Scientists despair as farmers clear nature hot spot

A globally significant savanna that supports an array of threatened species is being cleared for agriculture without any scrutiny under environmental laws, scientists say.

There’s rising alarm about the extent of unchecked land clearing in the Northern Territory’s tropical savannas, south of Darwin.

Conservationists used a webinar attended by federal Environment Minister Tanya Plibersek on Wednesday to implore her to stop “rampant clearing” that’s putting an untold number of species at risk.

That includes in the territory’s savannas – one of the world’s last extensive, largely intact natural landscapes that support an extraordinary mix of plant and animal species found nowhere else in the world.

Many of them are threatened with extinction, including the Gouldian finch, the northern quoll and the critically endangered northern blue-tongued skink. Last month, the pig-nosed turtle was added to the list of concern.
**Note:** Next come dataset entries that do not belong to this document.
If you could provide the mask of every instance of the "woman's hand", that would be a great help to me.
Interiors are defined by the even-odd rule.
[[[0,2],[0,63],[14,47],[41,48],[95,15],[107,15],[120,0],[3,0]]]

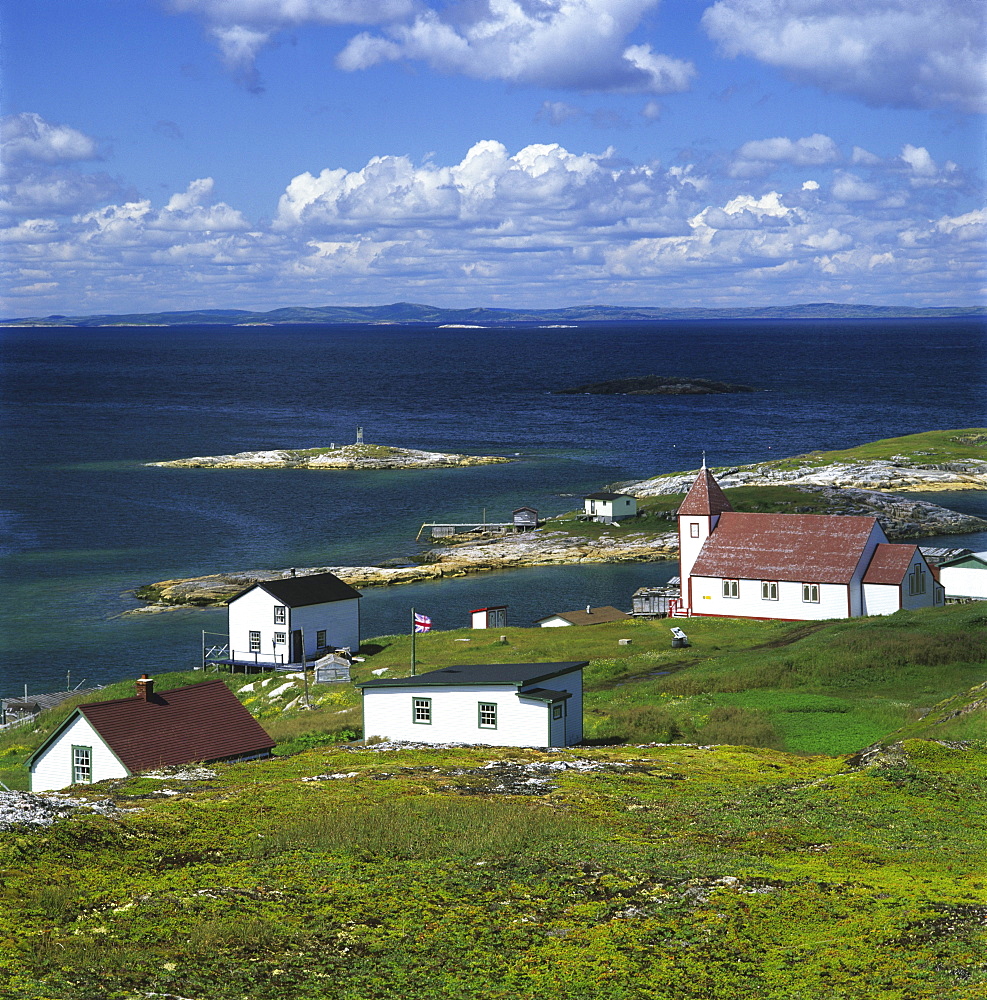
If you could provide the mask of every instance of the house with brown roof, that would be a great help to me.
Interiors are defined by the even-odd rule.
[[[630,493],[587,493],[583,497],[583,511],[591,521],[613,524],[637,516],[637,497]]]
[[[270,755],[274,740],[220,680],[80,705],[28,758],[31,791],[125,778],[172,764]]]
[[[297,667],[360,648],[360,597],[333,573],[264,580],[229,602],[234,664]]]
[[[703,465],[678,510],[686,614],[807,620],[944,603],[918,546],[876,518],[734,511]]]
[[[546,615],[535,621],[536,625],[542,628],[559,628],[565,625],[603,625],[606,622],[627,621],[630,615],[609,604],[601,608],[591,608],[586,605],[585,611],[559,611],[556,614]]]

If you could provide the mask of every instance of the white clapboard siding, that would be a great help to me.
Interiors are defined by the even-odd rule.
[[[939,579],[947,597],[975,597],[987,600],[987,567],[943,566]]]
[[[806,583],[813,581],[806,580]],[[740,580],[739,596],[724,597],[723,581],[718,578],[692,578],[692,613],[727,615],[734,618],[781,618],[792,621],[848,617],[847,586],[843,583],[819,584],[819,601],[802,600],[802,584],[778,581],[778,599],[764,600],[761,580]]]
[[[47,792],[72,784],[72,747],[92,749],[93,781],[125,778],[127,769],[114,756],[84,715],[78,714],[31,765],[31,791]]]

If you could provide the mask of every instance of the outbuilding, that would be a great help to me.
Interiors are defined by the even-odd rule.
[[[591,608],[586,605],[585,611],[559,611],[555,614],[538,618],[536,625],[542,628],[561,628],[567,625],[605,625],[607,622],[622,622],[630,618],[626,611],[614,608],[609,604],[601,608]]]
[[[533,531],[538,527],[538,511],[534,507],[518,507],[513,512],[515,531]]]
[[[229,659],[291,668],[335,649],[355,653],[361,596],[333,573],[255,583],[229,603]]]
[[[613,524],[637,516],[637,497],[627,493],[588,493],[583,497],[583,509],[591,520]]]
[[[172,764],[270,755],[274,740],[220,680],[80,705],[27,760],[31,791],[125,778]]]
[[[946,560],[939,567],[939,580],[948,600],[987,601],[987,552]]]
[[[506,628],[507,605],[498,604],[492,608],[473,608],[470,612],[470,625],[473,628]]]
[[[470,664],[364,681],[357,685],[363,690],[364,737],[571,746],[583,738],[588,662]]]

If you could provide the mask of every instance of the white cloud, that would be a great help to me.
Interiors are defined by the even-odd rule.
[[[337,57],[344,70],[409,59],[444,73],[580,90],[687,90],[692,63],[626,39],[658,0],[487,0],[426,8],[385,36],[361,33]],[[444,19],[444,15],[450,19]],[[452,20],[452,18],[455,20]]]
[[[877,201],[884,194],[877,185],[868,184],[845,170],[836,172],[832,190],[837,201]]]
[[[874,167],[881,162],[881,158],[860,146],[854,146],[853,152],[850,154],[850,162],[854,166]]]
[[[778,136],[755,139],[737,150],[730,165],[732,177],[757,177],[783,163],[796,167],[817,167],[840,159],[836,143],[828,135],[816,132],[802,139]]]
[[[7,167],[24,162],[55,164],[99,158],[94,139],[68,125],[45,121],[33,112],[0,119],[0,142]]]
[[[157,204],[35,214],[0,236],[20,315],[396,298],[654,304],[656,289],[678,305],[841,300],[848,289],[859,301],[975,302],[987,212],[957,188],[913,186],[933,152],[883,162],[880,186],[837,170],[832,186],[751,192],[693,163],[486,139],[459,162],[379,156],[299,174],[274,222],[253,228],[207,177]]]
[[[982,0],[717,0],[702,23],[727,55],[867,104],[987,108]]]
[[[803,181],[802,182],[803,191],[818,191],[819,181]]]

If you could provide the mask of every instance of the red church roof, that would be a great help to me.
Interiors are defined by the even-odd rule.
[[[274,740],[222,681],[80,705],[128,771],[262,754]]]
[[[876,525],[873,517],[728,510],[703,545],[692,575],[849,583]]]
[[[878,545],[864,573],[864,583],[886,583],[897,587],[905,579],[915,549],[914,545],[892,545],[890,542]]]
[[[709,516],[722,514],[724,511],[733,510],[730,501],[727,500],[720,484],[713,478],[713,474],[705,466],[699,470],[696,481],[692,484],[689,492],[685,495],[679,507],[678,513],[697,514],[699,516]]]

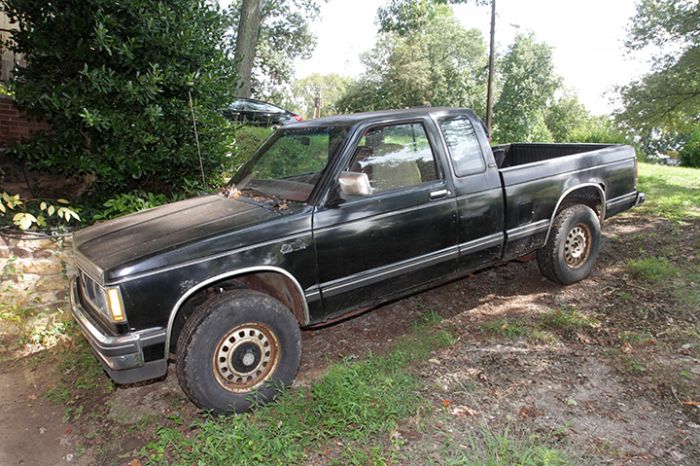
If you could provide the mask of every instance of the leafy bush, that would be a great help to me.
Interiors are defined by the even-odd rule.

But the minister has been told they are hanging on in the shadow of burgeoning land clearing, with permits now regularly approved in the territory for more than 3000 hectares at a time.

“We don’t think that’s happening anywhere else in the country in 2024,” Kirsty Howie from the Environment Centre of the Northern Territory told Ms Plibersek.
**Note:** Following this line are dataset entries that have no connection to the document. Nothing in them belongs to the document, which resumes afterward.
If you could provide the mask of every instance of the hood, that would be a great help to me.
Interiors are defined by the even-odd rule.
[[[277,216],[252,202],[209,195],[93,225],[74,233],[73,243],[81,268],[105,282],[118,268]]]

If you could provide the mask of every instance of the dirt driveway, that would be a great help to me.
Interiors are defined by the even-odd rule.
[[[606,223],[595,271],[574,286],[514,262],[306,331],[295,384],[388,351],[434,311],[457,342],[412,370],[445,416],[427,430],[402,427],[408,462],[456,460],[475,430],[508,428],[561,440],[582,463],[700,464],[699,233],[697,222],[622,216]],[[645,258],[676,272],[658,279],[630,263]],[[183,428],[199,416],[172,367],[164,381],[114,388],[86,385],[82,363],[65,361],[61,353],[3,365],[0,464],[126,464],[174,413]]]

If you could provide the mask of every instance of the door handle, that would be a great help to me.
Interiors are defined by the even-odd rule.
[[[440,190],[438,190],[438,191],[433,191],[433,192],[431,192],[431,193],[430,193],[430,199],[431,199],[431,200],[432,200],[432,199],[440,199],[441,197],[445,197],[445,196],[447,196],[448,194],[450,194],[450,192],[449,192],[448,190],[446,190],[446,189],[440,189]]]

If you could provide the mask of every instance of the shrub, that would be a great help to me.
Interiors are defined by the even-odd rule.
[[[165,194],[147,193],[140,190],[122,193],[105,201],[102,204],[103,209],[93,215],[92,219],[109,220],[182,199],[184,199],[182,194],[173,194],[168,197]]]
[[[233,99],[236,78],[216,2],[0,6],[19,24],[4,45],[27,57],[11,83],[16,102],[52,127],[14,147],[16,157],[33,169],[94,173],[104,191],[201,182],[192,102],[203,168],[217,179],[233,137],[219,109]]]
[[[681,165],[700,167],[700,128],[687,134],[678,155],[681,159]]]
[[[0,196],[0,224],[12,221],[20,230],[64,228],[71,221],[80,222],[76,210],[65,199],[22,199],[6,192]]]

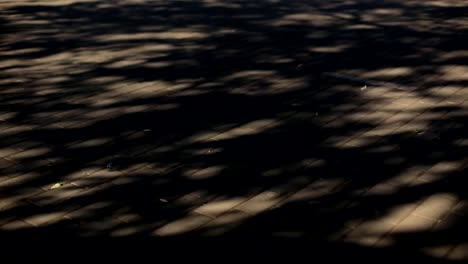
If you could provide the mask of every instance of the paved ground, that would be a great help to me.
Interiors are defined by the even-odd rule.
[[[1,0],[0,236],[466,261],[466,14]]]

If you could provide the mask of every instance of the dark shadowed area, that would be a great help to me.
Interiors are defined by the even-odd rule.
[[[0,0],[0,237],[467,261],[467,14]]]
“New research has shown that since the year 2000, on average, every one of these massive clearing events has occurred over the mapped habitat of at least 12 federally-listed threatened species.”

Ecologists and conservation groups fear the biodiversity of the savannas is suffering a slow death by a thousand cuts as pastoralists ramp up clearing, without any meaningful oversight.

A recent report on the health of the savannas found over the past 20 years, more than 146,000ha of clearing has been approved by the territory’s Pastoral Lands Board without credible environment assessments.

That includes scrutiny under federal laws.

Euan Ritchie is a professor of wildlife ecology and Deakin University and co-authored the report.

He says the onus is on those who are applying to clear land to decide if they have an obligation to refer it for legal scrutiny.

“And that’s problematic, to say the least,” he’s told AAP.

He said there was limited data on the ecosystem’s threatened species and many have small ranges meaning a single clearing operation could have devastating consequences.

The Wilderness Society has released footage of recent agriculture-related clearing, filmed on the Sturt Plateau in July.

The conservation group says clearing approved by the Pastoral Lands Board has increased by more than 300 per cent since 2018, when a ban on growing cotton was lifted.

Environment Minister Kate Worden says the territory government is developing a strategy to identify the key drivers of biodiversity loss and identify actions to better safeguard nature.

If Labor wins the election later this month, consultation on that strategy will begin in September.

Ms Plibersek says her government’s promised nature reforms – including a rewrite of federal environment laws – will help address what’s happening in the territory.

She says those laws will clearly define unacceptable impacts but again refused to commit to introducing the full suite of promised reforms this term.